In the U.S. context, copyright law’s “fair use” exemption has become a bone of contention in a growing body of litigation. I remain skeptical that the fair-use defense is as clear cut as defendants currently appear to believe it is. As outlined in the International Center for Law & Economics’ (ICLE) submission to the U.S. Copyright Office, existing U.S. copyright law may not support the use of copyrighted material for training AI systems under fair use.

This does not, however, mean that copyright should stand in the way of AI development. There is a broad middle ground of legislative reforms that Congress could explore that would more appropriately balance protecting rightsholders’ interests and fostering the development of GPAI. Whether it will do so remains an open question.

As suggested in our Copyright Office submission, it appears the best path forward—on either side of the Atlantic—is to facilitate bargaining among rightsholders and AI producers to create a new kind of market. Indeed, excessive focus on the use of copyrighted work in AI training may ultimately just lead to unproductive negotiations.

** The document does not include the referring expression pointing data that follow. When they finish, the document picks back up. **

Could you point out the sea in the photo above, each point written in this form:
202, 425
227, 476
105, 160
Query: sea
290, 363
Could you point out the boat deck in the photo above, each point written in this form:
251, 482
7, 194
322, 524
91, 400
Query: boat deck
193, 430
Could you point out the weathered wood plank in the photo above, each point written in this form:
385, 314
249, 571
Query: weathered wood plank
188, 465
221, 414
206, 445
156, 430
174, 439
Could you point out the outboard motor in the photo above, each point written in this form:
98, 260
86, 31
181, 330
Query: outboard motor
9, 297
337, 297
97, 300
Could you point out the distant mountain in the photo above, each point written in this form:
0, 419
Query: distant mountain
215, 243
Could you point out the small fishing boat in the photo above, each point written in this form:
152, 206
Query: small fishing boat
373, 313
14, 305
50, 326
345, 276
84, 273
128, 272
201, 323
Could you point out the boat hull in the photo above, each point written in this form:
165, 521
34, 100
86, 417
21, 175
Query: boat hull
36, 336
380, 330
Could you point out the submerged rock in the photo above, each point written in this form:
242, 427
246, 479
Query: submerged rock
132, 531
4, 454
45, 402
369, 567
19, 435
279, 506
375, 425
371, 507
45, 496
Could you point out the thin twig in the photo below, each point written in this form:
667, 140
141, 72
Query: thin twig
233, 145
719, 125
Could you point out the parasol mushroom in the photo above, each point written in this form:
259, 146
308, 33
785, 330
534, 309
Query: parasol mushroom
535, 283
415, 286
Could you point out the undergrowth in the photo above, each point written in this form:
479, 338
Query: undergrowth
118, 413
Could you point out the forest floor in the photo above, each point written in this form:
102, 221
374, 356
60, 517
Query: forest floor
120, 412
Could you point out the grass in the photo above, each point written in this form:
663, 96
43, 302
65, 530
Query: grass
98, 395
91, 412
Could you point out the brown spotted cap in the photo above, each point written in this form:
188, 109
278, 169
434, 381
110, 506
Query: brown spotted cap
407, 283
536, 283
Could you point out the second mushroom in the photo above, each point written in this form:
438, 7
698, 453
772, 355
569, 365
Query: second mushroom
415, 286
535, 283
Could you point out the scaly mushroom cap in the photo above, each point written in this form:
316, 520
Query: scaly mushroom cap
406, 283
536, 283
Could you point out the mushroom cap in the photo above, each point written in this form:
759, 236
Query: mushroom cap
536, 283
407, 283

While it is possible that U.S. copyright law will be amended or reinterpreted to provide greater flexibility for AI producers, the AI Act appears to create a stronger bulwark for rightsholders to protect their works against use by GPAI. One can hope that it will also provide sufficient flexibility to facilitate bargaining among the parties. If it fails in this respect, the EU risks hindering the development of AI within its borders.